Grand City Properties wächst weiter; (B+):

Mietsteigerungen und Zukäufe schoben die Ergebnisse des Immobilienkonzerns im 1. Halbjahr an. Der Umsatz kletterte auf 272,1 (259,4) Mio. €. Das FFO I verbesserte sich dabei auf 97,2 (94,2) Mio. €. Beim Periodenergebnis standen 233,9 (157,1) Mio. € in den Büchern. Die Jahresziele hat das Management bekräftigt (vgl. ES 12/22).

Home24 Guidance an­gepasst; (B+):

Nach dem Coronaboom im vergangenen Jahr verlor der Umsatz des Online-Möbelhändlers im 1. Halbjahr um 10 % auf 292,1 Mio. €. Beim Ebit weitete der Konzern den Verlust auf –27,7 (–11,9) Mio. € aus. Beim Periodenergebnis standen –28,2 Mio. € in der Bilanz. Im Vorjahr musste der Konzern bereits einen Verlust in Höhe von –12,6 Mio. € hinnehmen. Aufgrund der bisherigen Entwicklung hat das Management die Umsatzprognose für das Gesamtjahr angepasst. Statt des bisher in Aussicht gestellten Anstiegs um 2 bis 17 % werden nun –7 bis +3 % erwartet.

elumeo ausgebremst; (B–):

Von Januar bis Juni musste die Schmuck-Gesellschaft einen Umsatzrückgang auf 23,5 (26,1) Mio. € hinnehmen. Trotz des erfolgreichen Launches der Videoshopping-App Jooli in den USA sackte das Ebit mit –332 T€ (1,2 Mio. €) in die roten Zahlen. Auch unterm Strich sah das Unternehmen mit –442 T€ (Vj.: 1,2 Mio. €) rot. Auf Jahressicht erwartet das Management aufgrund der anhaltenden Unsicherheiten einen Erlösrückgang im einstelligen %-Bereich (50,7 Mio. €) sowie ein bereinigtes Ebitda im „niedrigen einstelligen Mio.-Bereich“ (4,9 Mio. €).
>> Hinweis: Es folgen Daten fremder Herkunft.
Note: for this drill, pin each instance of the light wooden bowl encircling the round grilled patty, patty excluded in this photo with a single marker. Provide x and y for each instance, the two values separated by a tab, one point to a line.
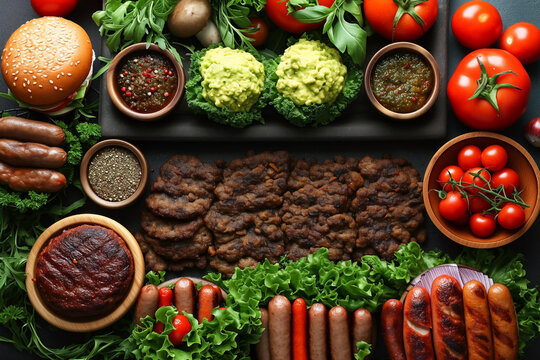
87	324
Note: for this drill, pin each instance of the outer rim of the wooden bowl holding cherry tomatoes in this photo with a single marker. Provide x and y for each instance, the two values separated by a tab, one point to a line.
481	243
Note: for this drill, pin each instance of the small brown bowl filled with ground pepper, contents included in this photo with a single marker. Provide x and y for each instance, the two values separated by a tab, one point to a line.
114	173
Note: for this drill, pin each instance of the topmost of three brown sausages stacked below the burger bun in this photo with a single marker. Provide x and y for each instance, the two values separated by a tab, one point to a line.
30	130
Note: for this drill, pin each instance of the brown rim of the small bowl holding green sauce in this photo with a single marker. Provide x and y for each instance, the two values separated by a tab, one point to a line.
403	47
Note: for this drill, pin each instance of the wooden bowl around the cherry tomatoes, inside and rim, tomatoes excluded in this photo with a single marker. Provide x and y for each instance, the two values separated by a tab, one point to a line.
518	159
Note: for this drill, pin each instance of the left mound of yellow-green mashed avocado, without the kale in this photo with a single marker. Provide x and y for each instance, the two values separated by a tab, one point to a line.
232	79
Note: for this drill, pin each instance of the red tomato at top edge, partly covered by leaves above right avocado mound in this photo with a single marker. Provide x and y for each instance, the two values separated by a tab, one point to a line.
277	12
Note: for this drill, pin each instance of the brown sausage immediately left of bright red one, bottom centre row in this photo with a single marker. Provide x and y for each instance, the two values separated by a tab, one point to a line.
279	326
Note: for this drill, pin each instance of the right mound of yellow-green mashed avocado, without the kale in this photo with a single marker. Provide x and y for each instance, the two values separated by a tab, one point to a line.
311	72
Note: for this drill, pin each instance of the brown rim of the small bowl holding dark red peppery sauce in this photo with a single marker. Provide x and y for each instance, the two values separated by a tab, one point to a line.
114	91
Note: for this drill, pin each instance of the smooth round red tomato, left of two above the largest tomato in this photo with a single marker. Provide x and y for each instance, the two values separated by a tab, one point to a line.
476	24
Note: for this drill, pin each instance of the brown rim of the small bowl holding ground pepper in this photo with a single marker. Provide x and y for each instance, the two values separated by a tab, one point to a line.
86	183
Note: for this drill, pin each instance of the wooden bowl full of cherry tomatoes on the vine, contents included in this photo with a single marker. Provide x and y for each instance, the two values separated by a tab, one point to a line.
482	190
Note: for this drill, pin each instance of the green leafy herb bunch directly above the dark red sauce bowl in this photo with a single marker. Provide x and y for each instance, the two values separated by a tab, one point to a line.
126	22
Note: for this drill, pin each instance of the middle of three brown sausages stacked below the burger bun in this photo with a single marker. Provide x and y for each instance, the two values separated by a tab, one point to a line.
17	153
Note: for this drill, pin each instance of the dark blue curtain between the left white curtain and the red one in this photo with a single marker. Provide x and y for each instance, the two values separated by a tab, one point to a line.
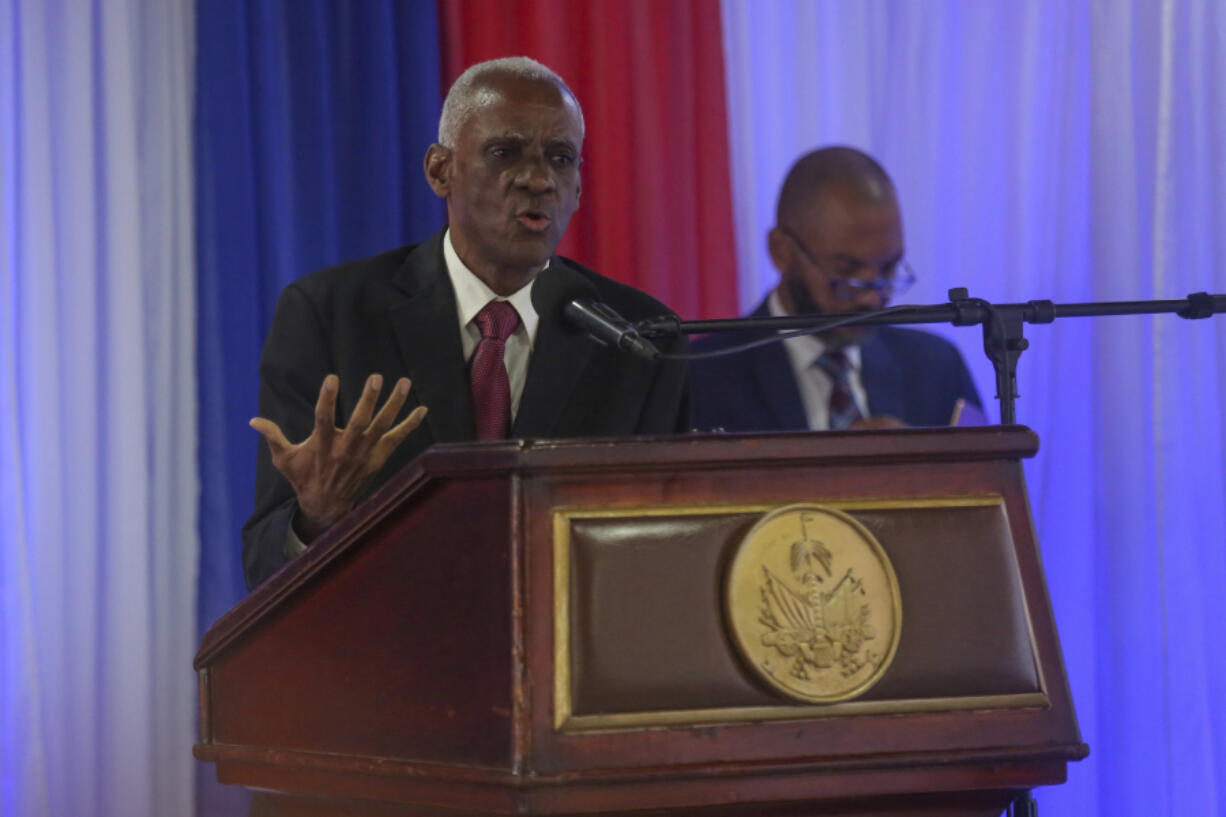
313	118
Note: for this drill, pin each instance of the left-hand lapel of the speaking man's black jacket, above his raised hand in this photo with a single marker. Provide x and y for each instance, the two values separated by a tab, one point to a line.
428	338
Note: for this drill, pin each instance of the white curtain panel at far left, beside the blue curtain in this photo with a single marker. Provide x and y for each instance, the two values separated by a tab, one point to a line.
99	543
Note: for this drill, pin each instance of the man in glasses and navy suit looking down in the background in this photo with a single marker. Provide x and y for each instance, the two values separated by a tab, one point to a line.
838	246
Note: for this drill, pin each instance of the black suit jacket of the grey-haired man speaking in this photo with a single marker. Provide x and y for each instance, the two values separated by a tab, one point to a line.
395	315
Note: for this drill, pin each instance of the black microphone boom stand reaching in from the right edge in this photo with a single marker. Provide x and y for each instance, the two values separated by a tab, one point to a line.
1003	323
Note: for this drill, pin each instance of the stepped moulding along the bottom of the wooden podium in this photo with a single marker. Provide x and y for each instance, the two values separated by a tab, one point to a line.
490	792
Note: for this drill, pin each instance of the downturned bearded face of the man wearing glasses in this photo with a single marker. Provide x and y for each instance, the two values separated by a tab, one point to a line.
843	235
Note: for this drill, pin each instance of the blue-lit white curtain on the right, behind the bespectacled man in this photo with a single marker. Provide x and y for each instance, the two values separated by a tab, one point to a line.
1073	153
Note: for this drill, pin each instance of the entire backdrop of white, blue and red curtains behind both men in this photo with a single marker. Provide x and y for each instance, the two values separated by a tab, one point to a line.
1071	152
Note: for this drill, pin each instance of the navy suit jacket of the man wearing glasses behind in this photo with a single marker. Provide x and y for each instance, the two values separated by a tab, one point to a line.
909	375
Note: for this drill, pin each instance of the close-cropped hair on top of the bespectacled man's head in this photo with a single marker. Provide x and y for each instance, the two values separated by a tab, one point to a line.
855	174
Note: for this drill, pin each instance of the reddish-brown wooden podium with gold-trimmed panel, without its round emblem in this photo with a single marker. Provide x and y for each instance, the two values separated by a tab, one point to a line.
540	629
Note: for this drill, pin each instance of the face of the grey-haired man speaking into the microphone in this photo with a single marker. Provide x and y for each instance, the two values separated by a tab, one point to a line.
512	183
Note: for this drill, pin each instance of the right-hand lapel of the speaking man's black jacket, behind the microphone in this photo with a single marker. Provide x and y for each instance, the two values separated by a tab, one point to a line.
560	356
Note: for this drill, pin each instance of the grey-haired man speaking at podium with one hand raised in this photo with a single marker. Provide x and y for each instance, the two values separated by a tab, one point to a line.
468	324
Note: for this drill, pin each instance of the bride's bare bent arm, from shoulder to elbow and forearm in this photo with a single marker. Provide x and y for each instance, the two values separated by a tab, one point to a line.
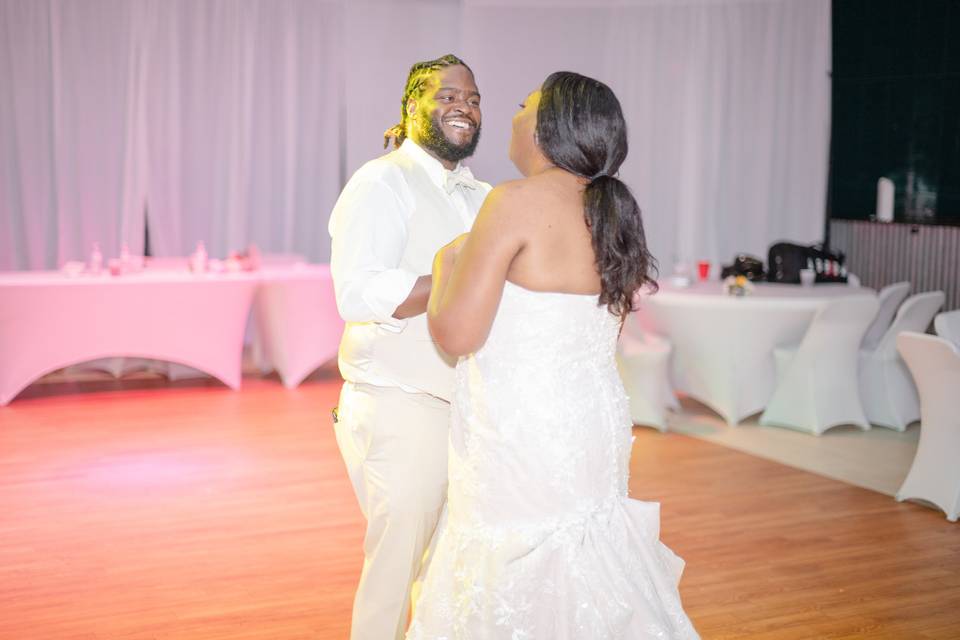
469	274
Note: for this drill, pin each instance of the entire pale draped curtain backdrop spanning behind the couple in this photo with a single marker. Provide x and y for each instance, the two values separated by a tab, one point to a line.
237	121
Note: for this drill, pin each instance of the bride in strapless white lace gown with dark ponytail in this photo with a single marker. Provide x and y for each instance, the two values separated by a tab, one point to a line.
540	541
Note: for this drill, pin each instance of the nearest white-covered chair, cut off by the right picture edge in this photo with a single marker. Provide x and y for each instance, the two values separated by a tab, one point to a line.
935	473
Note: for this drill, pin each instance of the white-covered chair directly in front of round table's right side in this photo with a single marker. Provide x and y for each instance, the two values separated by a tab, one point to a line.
817	381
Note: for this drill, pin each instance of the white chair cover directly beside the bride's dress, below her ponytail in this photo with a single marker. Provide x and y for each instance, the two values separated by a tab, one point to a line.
643	359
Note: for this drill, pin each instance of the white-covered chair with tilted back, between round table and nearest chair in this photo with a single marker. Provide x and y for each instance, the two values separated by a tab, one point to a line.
886	387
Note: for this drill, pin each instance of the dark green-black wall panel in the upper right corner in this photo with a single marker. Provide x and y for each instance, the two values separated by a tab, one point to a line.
896	108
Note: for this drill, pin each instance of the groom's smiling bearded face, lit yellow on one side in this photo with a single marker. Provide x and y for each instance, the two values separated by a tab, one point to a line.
445	120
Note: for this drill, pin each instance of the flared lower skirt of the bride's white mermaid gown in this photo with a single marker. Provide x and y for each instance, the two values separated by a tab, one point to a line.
602	575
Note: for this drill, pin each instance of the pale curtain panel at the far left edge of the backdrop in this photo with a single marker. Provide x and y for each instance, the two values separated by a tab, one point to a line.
67	143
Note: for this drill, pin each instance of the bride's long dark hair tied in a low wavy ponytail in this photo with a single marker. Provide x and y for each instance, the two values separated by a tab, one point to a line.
580	128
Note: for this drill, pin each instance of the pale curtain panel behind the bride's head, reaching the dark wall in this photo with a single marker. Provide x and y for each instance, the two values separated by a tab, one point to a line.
727	104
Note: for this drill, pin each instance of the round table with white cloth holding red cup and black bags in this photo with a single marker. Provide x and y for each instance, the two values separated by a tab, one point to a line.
723	345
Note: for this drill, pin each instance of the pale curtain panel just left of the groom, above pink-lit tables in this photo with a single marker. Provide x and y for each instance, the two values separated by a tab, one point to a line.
242	105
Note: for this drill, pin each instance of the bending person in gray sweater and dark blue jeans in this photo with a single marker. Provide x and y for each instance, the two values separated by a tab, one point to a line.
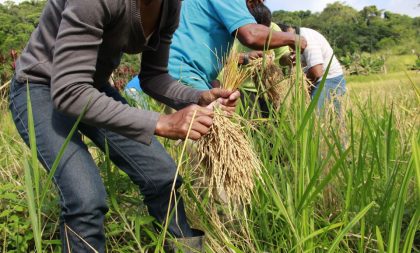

PNE auf Erfolgskurs; (B+):

Der Windenergie- und Photovoltaikkonzern setzte sein Wachstum auf Halbjahressicht weiter fort. Die Gesamtleistung konnte u.a. dank der Übernahme der Mehrheitsanteile an der Coliaenergia España auf 105,2 (93,8) Mio. € augebaut werden. Der Umsatz fuhr entsprechend auf 52,1 (40,7) Mio. € vor. Das Betriebsergebnis (Ebit) wurde mit 4,1 (2,3) Mio. € beinahe verdoppelt. Das Periodenergebnis konnte auf 10,4 Mio. € vervielfacht werden, nach 1,0 Mio. € im Vorjahreszeitraum. Die Ziele für das Gesamtjahr hat der Vorstand bekräftigt und erwartet weiterhin ein Ebitda zwischen 20 und 30 (32,7) Mio. €.